The answer to that was “No.” If he said “Yes,” she would be close to him, enfolding him, comforting him, making him forget everything but the physical fact of her. That, he did not wish. “I’ve got a beastly headache,” he said quietly.
The barrier was now built between them, and she walked away to her dressing-table. “Want some aspirin?” she asked over her shoulder.
“No, thanks.” Lewis often made these little mistakes. By his refusal of aspirin he revealed to her that he had no headache.
“Oh--just cross.”
“Isn’t it enough to make anybody cross--the kind of thing I come back to?”
“I’m very sorry you have to come back to it, Lewis. But you would have it that way, you know.”
“You certainly don’t try to make it any better.”
“You’d better drop that right now,” she warned him. “It doesn’t seem to occur to you that, at least, when you come back to it, I’m here. I live with it, weeks on end, when you aren’t here.”

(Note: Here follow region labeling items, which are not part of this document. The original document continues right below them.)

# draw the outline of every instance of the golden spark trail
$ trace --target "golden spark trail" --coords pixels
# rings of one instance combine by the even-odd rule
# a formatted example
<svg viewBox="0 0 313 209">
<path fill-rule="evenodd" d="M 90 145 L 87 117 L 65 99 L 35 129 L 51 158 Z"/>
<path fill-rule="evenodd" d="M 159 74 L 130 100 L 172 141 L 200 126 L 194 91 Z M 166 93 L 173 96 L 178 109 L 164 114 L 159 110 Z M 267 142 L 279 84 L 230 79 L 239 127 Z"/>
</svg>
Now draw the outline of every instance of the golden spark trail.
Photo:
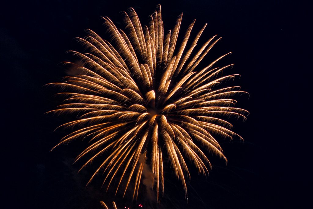
<svg viewBox="0 0 313 209">
<path fill-rule="evenodd" d="M 132 8 L 123 15 L 124 30 L 103 18 L 110 42 L 90 30 L 78 38 L 85 52 L 69 52 L 80 64 L 64 63 L 77 68 L 79 74 L 49 84 L 59 87 L 62 92 L 57 94 L 64 99 L 64 104 L 48 112 L 77 117 L 59 127 L 73 131 L 53 149 L 89 139 L 90 144 L 75 160 L 88 158 L 81 169 L 99 163 L 88 184 L 102 173 L 107 190 L 117 178 L 116 191 L 123 190 L 125 195 L 132 182 L 134 198 L 147 166 L 154 175 L 152 186 L 158 199 L 168 164 L 187 195 L 188 166 L 207 175 L 211 168 L 208 154 L 227 162 L 218 140 L 242 138 L 230 130 L 228 121 L 246 119 L 249 112 L 234 107 L 234 96 L 247 93 L 239 87 L 225 86 L 239 76 L 222 73 L 233 65 L 213 67 L 230 53 L 201 67 L 220 39 L 215 35 L 199 43 L 206 24 L 192 38 L 195 20 L 182 34 L 182 14 L 167 32 L 159 5 L 147 26 L 141 25 Z"/>
</svg>

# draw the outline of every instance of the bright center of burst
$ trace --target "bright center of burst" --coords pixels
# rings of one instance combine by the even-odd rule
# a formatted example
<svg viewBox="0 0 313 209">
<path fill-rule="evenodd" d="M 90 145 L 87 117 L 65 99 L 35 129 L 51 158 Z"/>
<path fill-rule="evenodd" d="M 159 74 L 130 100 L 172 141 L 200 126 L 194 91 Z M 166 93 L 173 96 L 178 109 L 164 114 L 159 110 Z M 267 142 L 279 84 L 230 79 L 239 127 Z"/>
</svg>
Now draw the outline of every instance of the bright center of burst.
<svg viewBox="0 0 313 209">
<path fill-rule="evenodd" d="M 158 112 L 156 110 L 151 108 L 149 108 L 148 110 L 148 112 L 150 114 L 150 116 L 151 117 L 158 115 Z"/>
</svg>

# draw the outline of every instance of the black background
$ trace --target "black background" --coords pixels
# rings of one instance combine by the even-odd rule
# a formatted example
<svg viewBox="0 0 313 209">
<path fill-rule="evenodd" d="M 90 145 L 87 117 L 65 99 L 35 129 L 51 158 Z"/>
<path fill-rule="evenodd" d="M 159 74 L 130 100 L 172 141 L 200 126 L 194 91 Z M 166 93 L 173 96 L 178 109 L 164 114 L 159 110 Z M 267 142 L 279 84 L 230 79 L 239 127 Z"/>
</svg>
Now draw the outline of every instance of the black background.
<svg viewBox="0 0 313 209">
<path fill-rule="evenodd" d="M 101 16 L 118 24 L 120 12 L 131 7 L 145 24 L 158 3 L 167 29 L 182 12 L 182 29 L 195 19 L 196 30 L 208 23 L 203 39 L 217 34 L 223 37 L 214 53 L 218 56 L 233 52 L 225 63 L 234 63 L 232 70 L 241 75 L 236 83 L 250 97 L 241 98 L 238 106 L 250 113 L 245 122 L 235 123 L 234 131 L 244 142 L 221 143 L 228 165 L 217 161 L 208 177 L 192 176 L 188 205 L 179 183 L 173 182 L 174 186 L 168 183 L 171 194 L 164 198 L 164 205 L 305 206 L 312 182 L 309 133 L 312 94 L 305 92 L 312 68 L 307 64 L 311 25 L 307 22 L 308 5 L 279 1 L 64 0 L 3 5 L 1 153 L 8 208 L 100 208 L 101 200 L 115 201 L 123 208 L 130 205 L 127 197 L 122 201 L 106 194 L 96 184 L 85 188 L 90 170 L 78 174 L 79 165 L 72 165 L 81 150 L 79 144 L 49 152 L 64 134 L 53 131 L 61 119 L 44 114 L 58 103 L 55 92 L 43 86 L 66 75 L 58 64 L 67 59 L 66 51 L 76 47 L 74 38 L 83 37 L 87 28 L 105 33 Z"/>
</svg>

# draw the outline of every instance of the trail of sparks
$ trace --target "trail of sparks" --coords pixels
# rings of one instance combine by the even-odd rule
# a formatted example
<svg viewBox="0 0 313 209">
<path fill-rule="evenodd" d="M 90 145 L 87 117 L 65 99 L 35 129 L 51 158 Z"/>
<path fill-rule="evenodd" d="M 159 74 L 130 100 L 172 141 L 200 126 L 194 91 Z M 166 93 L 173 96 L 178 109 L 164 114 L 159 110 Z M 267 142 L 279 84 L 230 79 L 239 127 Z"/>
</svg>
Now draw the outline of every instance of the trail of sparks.
<svg viewBox="0 0 313 209">
<path fill-rule="evenodd" d="M 187 162 L 199 174 L 206 174 L 211 167 L 208 153 L 227 162 L 215 137 L 232 139 L 237 135 L 229 130 L 232 126 L 225 118 L 246 119 L 249 113 L 234 107 L 236 101 L 232 98 L 246 93 L 238 86 L 218 88 L 239 76 L 222 76 L 223 70 L 232 65 L 213 67 L 229 53 L 204 68 L 198 67 L 220 39 L 213 36 L 195 51 L 206 25 L 190 40 L 194 21 L 179 45 L 182 14 L 165 34 L 160 5 L 150 16 L 148 26 L 141 26 L 132 8 L 124 14 L 127 33 L 103 18 L 111 43 L 88 30 L 87 36 L 78 39 L 87 52 L 71 52 L 84 63 L 77 67 L 81 74 L 50 84 L 59 87 L 64 92 L 59 94 L 66 98 L 65 104 L 50 112 L 78 115 L 77 120 L 60 127 L 75 131 L 56 147 L 89 137 L 90 145 L 76 160 L 91 156 L 82 168 L 104 153 L 108 155 L 88 184 L 102 172 L 107 189 L 117 178 L 116 191 L 123 186 L 125 195 L 134 179 L 134 198 L 138 195 L 146 163 L 155 175 L 152 184 L 159 199 L 159 193 L 164 191 L 166 160 L 187 195 L 186 180 L 190 178 Z M 122 185 L 123 180 L 127 183 Z"/>
</svg>

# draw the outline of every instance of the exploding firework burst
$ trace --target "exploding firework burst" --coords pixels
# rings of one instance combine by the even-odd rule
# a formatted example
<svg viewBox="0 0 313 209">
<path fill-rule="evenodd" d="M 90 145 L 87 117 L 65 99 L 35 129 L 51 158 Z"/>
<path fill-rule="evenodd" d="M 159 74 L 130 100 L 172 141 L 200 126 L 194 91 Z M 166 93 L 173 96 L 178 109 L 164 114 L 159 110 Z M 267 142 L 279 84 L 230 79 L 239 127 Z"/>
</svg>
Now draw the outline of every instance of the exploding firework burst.
<svg viewBox="0 0 313 209">
<path fill-rule="evenodd" d="M 167 162 L 187 194 L 187 165 L 205 175 L 211 166 L 208 153 L 226 160 L 216 138 L 238 136 L 230 130 L 227 118 L 245 119 L 248 112 L 234 107 L 234 99 L 245 92 L 238 86 L 219 88 L 239 76 L 222 75 L 233 65 L 213 67 L 229 53 L 200 67 L 220 39 L 214 36 L 195 50 L 206 25 L 190 39 L 194 21 L 178 44 L 182 15 L 166 33 L 159 5 L 148 26 L 141 26 L 132 8 L 124 14 L 125 32 L 103 18 L 110 41 L 90 30 L 87 36 L 79 38 L 86 52 L 71 52 L 83 64 L 66 63 L 76 66 L 80 74 L 50 84 L 60 87 L 62 92 L 58 94 L 65 98 L 65 104 L 50 112 L 78 117 L 60 126 L 73 132 L 56 147 L 90 139 L 75 161 L 89 156 L 81 169 L 103 159 L 88 184 L 102 173 L 107 188 L 117 179 L 116 191 L 123 187 L 124 195 L 133 182 L 133 197 L 136 198 L 143 170 L 150 169 L 158 199 Z"/>
</svg>

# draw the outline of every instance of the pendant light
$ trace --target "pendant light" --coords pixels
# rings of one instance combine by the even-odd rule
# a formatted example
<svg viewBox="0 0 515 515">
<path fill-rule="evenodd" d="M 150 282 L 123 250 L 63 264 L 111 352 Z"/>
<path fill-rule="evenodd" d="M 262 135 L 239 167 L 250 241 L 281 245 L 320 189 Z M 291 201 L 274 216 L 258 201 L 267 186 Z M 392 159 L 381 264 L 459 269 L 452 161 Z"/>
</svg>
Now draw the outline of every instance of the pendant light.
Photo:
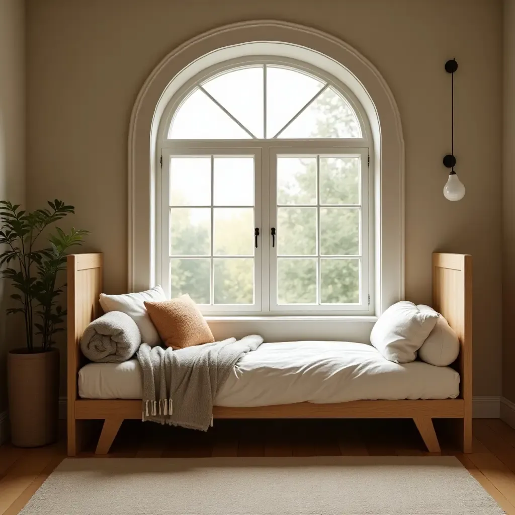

“If you mean, Net, that it’s all mother’s fault, you’re wrong. She wasn’t like this until you came and made her so. What makes the house so deadly is that you quarrel with her all the time. I’m always having to apologize to one of you for the other. I’m about fed up with it.”
“Oh, you are, are you? And what about me? I’ve been pretty patient, I think, but if you’re going to crab things, I think I’ll have my say. I tell you I live with it all the time. It’s a good deal worse when you’re not there, because she’s afraid of you. And I don’t intend to live with it much longer.”
He didn’t want to quarrel, he reflected wearily. Why did he have to? But his exacerbated nerves spoke for him. “I honestly believe it’s more your fault than hers, because you’re young and strong and she’s old and weak. She’s a sick woman, half the time--has been for years. It won’t be for long, Netta.”
“You can bet it won’t be for long,” she murmured intensely. She, too, was irritated; irritated because, as always, his figure there before her set her heart to beating. She did not want to quarrel, either; she wanted him to make love to her. He wouldn’t; and therefore they quarrelled. But Lewis surprised her. Standing there with folded arms, looking gravely across at her, he went on, “If you’d have a kid, Netta, I believe everything would come straight. Mother would forget all about both of us if she had a grandchild to fuss over. And you’d be too busy and happy to mind little things.”
She did not recover at once from her astonishment. “You honestly mean that, Lewis? You’d like me to have a baby?”
“I’d like us to have a baby, of course,” he answered quietly. “What did you suppose?”